The crystals do not appear to be cubic for the same reason that quartz crystals do not appear to be hexagonal in granite. The
proper arrangement of atoms is there, but the crystals grew into whatever space was availably, not freely into whatever form
they “wished”. This lithifies the rock as it is forming, just like in igneous rocks.
Something similar happens in other
rocks as well, and limestones in
particular. The modestly high
solubility of the calcite (or
aragonite) means that when fresh
water with Ca and CO3 in it passes
through the pores the individual
grains can increase in size, taking on
a texture very much like this.
That process, which also lithifies the
rock, occurs some time after
deposition of the loose sediment.
The rock does not lithify as it forms
(though the appearance is the same
as if it had), but later. This is called
recrystallization.
One Final Point
We have talked about sedimentary rocks as if deposition and lithification are the end of the story, but, of course, on a dynamic
Earth it never is the end of the story. One of three things may eventually happen to a sedimentary rock.

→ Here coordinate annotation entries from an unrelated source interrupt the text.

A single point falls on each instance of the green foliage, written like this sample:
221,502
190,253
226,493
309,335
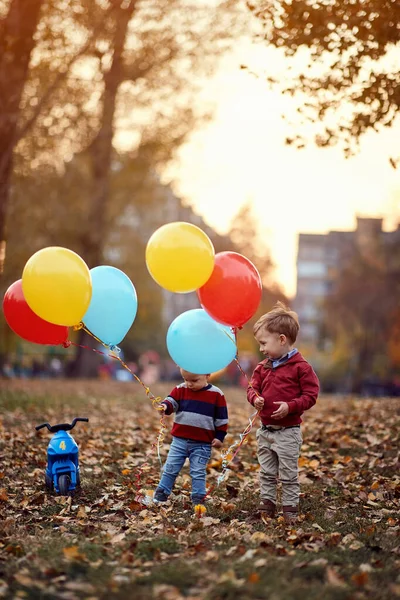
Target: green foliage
361,316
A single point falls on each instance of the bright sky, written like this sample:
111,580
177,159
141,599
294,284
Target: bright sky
242,155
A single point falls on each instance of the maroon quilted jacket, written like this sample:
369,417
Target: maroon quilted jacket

1) We saw an example of one possibility two slides back. In the photograph there we saw evidence that a sand from some source
rock had accumulated and become lithified by coarse cement. The resulting sandstone was then itself weathered and eroded to
provide sand grains for a second sandstone. In other words, any sedimentary rock encountered above base level is subject to
being the source rock for younger sediments.
2) We alluded to another
possibility when we explored
the origin of magma. At the
Peru-Chile Trench a slab of
oceanic crust is being forced
beneath the edge of South
America. But the basalt of the
plate itself is not the only
thing going down the chute.
It is carrying with it sediments
and sedimentary rocks from
the seafloor, the trench itself
(which gets a lot of sediment
from the mountains), and
even the edge of the
continent beneath the trench.
It also carries a lot of water
and the ions dissolved in it.
Thus sediments and
sedimentary rocks can serve
as the parent material for
igneous rocks.
3) We have not yet gotten to the third possibility, but we soon
will. The Himalaya has formed, and is still forming, as a result of
the force of India pushing against the southern edge of Asia. The
two landmasses are on separate tectonic plates and there is a
convergent boundary between them. Before they came into
contact there was a trench here, and a volcanic arc, and there
was a lot of sediment in that trench. There was also abyssal plain
with sediment on it, and a continental shelf on India with a lot on
it. You can bet that the heat and pressure that caused these
mountains to be uplifted also altered those sedimentary rocks
and their low temperature/pressure minerals.
Thus sediments and sedimentary rocks can serve as the parent
material (protoliths) for metamorphic rocks.